Eu li que a solidão é um processo fisiológico, tipo fome. Só que fome de gente.
Tô sempre registrando tudo na tentativa de não sentir mais saudade das coisas mas o tiro sai pela culatra, porque tudo isso me faz sentir mais saudade ainda. Eu sou viciada em sentir saudades.
Quando eu era pequena no outono a gente comia tangerina no sol debaixo do cobertor. Tinha aquele sol frio, sol de tangerina. Minha mãe fazia a gente descascar a tangerina com um saquinho mas eu gostava de descascar sem nada mesmo porque a mão ficava com cheirinho de tangerina.
É tão estranho o passado ser passado se no passado ele era tão presente. Minha vida está sendo levada embora por areia. Eu fui me curvando e me curvando e me curvando e me curvando e me curvando e me curvando e me curvando e.
Mas enfim, tudo sempre volta pras tangerinas.

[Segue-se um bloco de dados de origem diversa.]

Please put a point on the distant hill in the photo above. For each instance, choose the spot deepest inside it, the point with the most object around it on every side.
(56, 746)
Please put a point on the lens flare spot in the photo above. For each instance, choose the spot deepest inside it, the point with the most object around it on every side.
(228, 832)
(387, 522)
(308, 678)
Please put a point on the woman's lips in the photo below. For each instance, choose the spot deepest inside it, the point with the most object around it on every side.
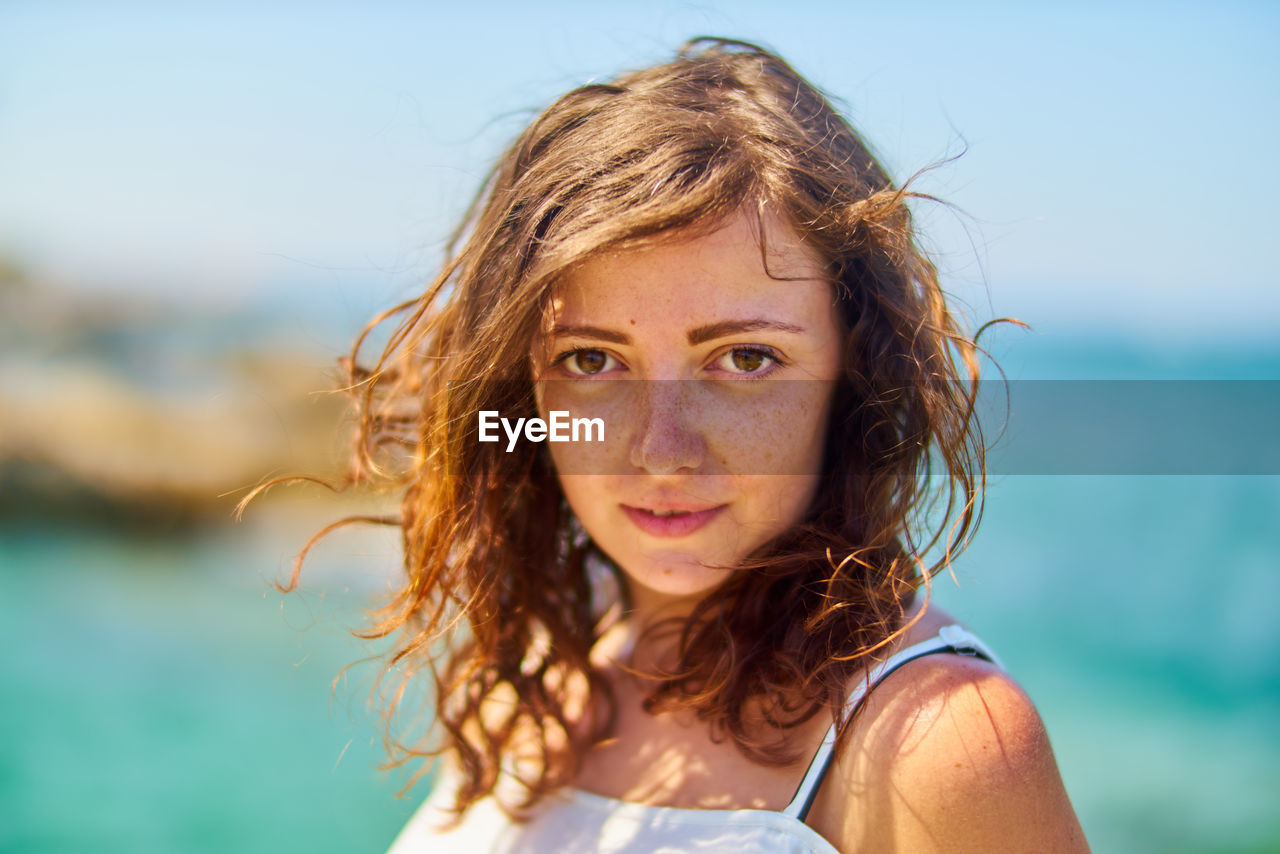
(679, 524)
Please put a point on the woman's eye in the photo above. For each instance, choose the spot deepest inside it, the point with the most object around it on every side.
(586, 362)
(748, 360)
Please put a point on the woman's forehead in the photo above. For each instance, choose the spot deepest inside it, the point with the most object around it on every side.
(759, 260)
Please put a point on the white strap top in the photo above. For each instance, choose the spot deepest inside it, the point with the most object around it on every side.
(580, 822)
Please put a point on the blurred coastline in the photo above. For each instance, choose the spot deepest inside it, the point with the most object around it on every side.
(142, 638)
(149, 414)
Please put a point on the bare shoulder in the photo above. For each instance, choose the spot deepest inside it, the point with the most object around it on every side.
(949, 754)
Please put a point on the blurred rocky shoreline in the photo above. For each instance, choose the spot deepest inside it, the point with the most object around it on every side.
(144, 414)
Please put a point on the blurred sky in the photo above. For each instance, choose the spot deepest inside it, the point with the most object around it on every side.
(1120, 169)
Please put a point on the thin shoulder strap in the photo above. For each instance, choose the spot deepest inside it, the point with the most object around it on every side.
(950, 639)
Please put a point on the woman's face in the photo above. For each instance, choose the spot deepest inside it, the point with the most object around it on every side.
(713, 380)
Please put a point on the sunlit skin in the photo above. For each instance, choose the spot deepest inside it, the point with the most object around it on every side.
(714, 434)
(950, 756)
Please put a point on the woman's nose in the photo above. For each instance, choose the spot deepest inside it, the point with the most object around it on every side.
(666, 439)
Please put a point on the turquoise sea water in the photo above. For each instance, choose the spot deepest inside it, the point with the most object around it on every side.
(159, 695)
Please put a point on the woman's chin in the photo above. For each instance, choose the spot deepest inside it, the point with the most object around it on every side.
(677, 576)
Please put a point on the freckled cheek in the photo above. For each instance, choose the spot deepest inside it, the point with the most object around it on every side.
(778, 433)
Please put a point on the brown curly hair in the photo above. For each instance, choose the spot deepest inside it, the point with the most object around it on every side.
(497, 604)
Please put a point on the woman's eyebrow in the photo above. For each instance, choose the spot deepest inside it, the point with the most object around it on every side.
(696, 336)
(734, 327)
(590, 332)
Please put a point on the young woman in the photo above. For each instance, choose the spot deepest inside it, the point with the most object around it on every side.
(673, 630)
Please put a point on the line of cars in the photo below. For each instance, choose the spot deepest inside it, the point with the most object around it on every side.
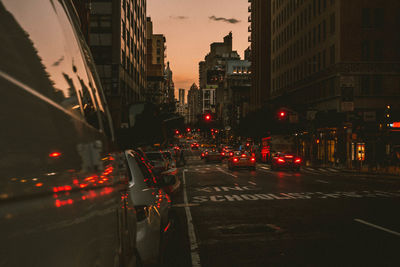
(68, 195)
(245, 159)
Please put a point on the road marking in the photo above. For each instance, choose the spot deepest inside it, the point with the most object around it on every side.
(194, 247)
(378, 227)
(183, 205)
(333, 170)
(221, 170)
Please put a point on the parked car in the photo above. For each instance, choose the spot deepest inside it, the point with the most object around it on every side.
(285, 161)
(168, 156)
(213, 155)
(159, 174)
(157, 160)
(195, 146)
(64, 195)
(152, 205)
(242, 159)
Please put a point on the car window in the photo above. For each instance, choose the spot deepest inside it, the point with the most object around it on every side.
(154, 156)
(51, 62)
(140, 170)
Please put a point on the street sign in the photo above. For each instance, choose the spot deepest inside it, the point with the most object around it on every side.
(369, 116)
(347, 106)
(347, 81)
(293, 118)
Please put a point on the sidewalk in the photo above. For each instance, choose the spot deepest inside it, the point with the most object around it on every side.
(388, 170)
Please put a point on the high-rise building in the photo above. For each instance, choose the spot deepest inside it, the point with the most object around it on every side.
(336, 63)
(156, 54)
(212, 73)
(182, 96)
(260, 38)
(236, 86)
(117, 41)
(194, 104)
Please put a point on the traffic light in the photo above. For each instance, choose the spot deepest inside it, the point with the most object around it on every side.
(282, 115)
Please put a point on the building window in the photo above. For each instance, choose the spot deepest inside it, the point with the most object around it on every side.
(333, 54)
(378, 52)
(319, 61)
(378, 85)
(365, 85)
(379, 17)
(319, 33)
(366, 18)
(333, 23)
(365, 50)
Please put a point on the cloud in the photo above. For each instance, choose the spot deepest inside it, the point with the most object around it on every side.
(178, 17)
(232, 20)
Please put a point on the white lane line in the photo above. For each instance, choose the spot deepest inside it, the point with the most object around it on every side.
(221, 170)
(378, 227)
(279, 173)
(194, 247)
(333, 170)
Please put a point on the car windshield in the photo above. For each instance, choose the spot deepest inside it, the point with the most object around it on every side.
(157, 156)
(267, 133)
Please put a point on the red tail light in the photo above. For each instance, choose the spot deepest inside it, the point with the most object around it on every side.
(54, 155)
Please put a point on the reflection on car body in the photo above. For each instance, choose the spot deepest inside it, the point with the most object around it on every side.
(152, 206)
(64, 198)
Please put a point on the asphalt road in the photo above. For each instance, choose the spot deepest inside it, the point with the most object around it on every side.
(315, 217)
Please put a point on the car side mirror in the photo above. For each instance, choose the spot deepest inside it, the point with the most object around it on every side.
(168, 180)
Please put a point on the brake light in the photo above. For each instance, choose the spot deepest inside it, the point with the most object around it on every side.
(54, 155)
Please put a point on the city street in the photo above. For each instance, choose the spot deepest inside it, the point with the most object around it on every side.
(315, 217)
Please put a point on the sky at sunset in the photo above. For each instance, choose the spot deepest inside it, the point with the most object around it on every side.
(190, 26)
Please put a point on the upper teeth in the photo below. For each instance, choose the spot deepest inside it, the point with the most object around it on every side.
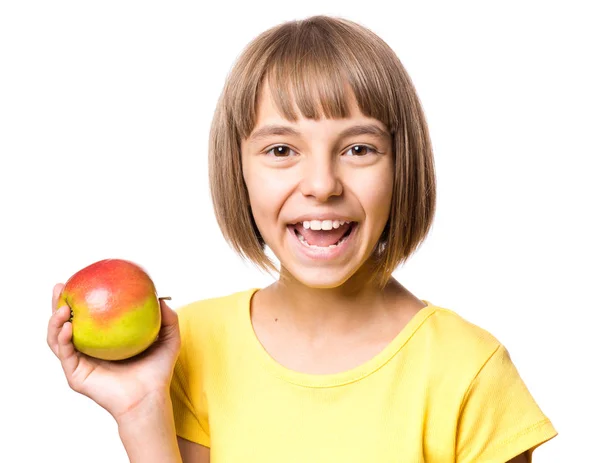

Eu não lembro de tudo que eu pensei na vida mas eu lembro que eu sempre pensei muito. Eu pensava que só criança chorava, que gente grande não chorava não. Agora eu sei que gente grande chora baixinho, escondido. Agora eu sei também que o chocolate e o salgadinho que a gente compra quando é adulto não tem o mesmo gosto de quando os nossos pais compravam.
Queria poder ter me tido por mais tempo mas o tempo me engoliu e eu não sei bem que lugar é esse que eu tô e não sei se eu gosto muito daqui, na maior parte do tempo me sinto perdida. Eu parei de roer unha também.
Eu lembro que eu ia pra frente do espelho toda vez que eu chorava só pra ver meus olhos ficando vermelhos e mais verdinhos e como era lindo e mágico as lágrimas se formando e a água vazando de mim, a mesma água que caía do céu e depois pingava no meu nariz.
Em qual nariz será que ela tá pingando agora?